QWEST will cease to be a novelty, as all carriers will be
doing VoIP.

The thing that gets me... Why would the carriers need to do complex IP routing ($$) when basically they just need to get packetized voice (maybe at layer 2) over the new data networks.



To: bucky89 who wrote (51639)8/5/1998 11:38:00 PM
From: Raj  Read Replies (1) | Respond to of 61433
 
Hi bucky89,
>>Would you switch providers if a different provider offered you a $.02/minute discount from your current provider?<<<

FWIW I gotta $0.10 discount on international calls from LCI over AT&T which I gladly took on my 2nd line. But I hear your point, today the overall cost savings is marginal. (I don't think there was any VoIP involved :)

However, here's the million $ issue: The most recent research that I came across points to a growth in data traffic between 200% to 400% a year and accelerating...implying an exponential growth function in the near term. Extrapolate what happens when you get an order magnitude increase in traffic due to xDSL and cable modems at the edges. Contrast that to the cognoscenti suggesting a 8 to 10% growth in voice traffic. If you were QWEST, Level3 or anybody wanting to capitalize on this "real" growth in data (i.e IP) traffic, what kind of a backbone would you build. The prudent decision will be applying the 80 20 or 90 10 or 99.99 Limit->0 rule. The business decision would be to build an infrastructure that optimizes the flow of the majority IP traffic.
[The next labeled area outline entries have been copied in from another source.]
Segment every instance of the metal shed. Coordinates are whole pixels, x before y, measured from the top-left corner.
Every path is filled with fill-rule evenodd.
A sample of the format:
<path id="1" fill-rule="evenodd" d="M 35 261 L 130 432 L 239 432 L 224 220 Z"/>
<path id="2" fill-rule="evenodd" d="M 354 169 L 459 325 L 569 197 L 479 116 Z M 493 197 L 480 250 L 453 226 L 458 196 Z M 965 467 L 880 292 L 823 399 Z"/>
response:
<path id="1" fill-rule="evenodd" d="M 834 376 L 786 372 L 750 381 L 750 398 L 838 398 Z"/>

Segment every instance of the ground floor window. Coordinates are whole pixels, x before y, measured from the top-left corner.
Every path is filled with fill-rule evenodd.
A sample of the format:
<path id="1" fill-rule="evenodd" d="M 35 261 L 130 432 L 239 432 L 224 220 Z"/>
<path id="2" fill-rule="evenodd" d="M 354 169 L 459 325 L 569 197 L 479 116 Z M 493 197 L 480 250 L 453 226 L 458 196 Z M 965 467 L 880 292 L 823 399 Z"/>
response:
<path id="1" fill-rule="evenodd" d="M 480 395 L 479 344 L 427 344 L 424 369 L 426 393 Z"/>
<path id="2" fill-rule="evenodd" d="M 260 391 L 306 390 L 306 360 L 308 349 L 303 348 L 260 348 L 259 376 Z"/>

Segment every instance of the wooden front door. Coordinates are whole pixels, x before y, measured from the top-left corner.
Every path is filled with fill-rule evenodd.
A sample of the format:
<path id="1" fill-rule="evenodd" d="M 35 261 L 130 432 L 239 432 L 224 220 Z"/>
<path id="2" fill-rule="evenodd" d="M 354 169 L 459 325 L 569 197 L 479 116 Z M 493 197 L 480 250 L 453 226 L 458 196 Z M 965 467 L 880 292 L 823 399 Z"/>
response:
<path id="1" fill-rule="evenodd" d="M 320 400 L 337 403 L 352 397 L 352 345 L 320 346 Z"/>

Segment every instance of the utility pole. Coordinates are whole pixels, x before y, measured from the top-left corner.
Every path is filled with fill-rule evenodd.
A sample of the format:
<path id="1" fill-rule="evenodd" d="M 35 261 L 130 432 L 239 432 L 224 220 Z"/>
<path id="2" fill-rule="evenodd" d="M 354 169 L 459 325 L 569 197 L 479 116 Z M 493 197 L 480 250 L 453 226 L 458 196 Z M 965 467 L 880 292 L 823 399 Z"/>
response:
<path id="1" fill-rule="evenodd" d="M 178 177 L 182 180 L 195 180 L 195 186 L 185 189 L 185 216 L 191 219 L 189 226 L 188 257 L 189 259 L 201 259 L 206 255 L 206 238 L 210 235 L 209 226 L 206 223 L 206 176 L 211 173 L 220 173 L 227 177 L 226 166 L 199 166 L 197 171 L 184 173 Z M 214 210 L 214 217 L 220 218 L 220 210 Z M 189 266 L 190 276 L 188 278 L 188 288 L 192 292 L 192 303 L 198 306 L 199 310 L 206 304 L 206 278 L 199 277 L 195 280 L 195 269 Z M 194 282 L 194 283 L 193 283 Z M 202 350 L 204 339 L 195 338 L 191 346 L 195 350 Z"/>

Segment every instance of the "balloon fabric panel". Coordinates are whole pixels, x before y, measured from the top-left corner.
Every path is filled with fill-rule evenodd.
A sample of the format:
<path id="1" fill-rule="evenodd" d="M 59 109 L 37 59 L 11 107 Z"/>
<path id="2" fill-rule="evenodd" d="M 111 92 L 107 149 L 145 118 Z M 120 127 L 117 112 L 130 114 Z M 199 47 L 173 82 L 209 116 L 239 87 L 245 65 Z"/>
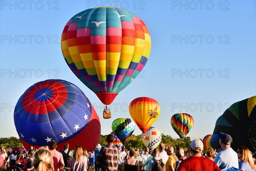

But today's reality hits hard when you realize where most of the money is being made. It is carrying voice traffic. So if you had it your way and *if* technology was a commodity, you would select/elect a backbone network that would carry IP data traffic and was indifferent and invariant to the payload. A "stupid" network where the intelligence of the nature of data resided on the edges. A complete inversion of today's voice network.
True if the *enabling technology* was a commodity.

IMO (and acknowledging the congestion issue that you outlined):
a) No tractable problem is unsolvable :-)
b) technological progress is directly proportional to investment $ spent.

VoIP will be here sooner than we think and will (voice) eventually be irrelevant!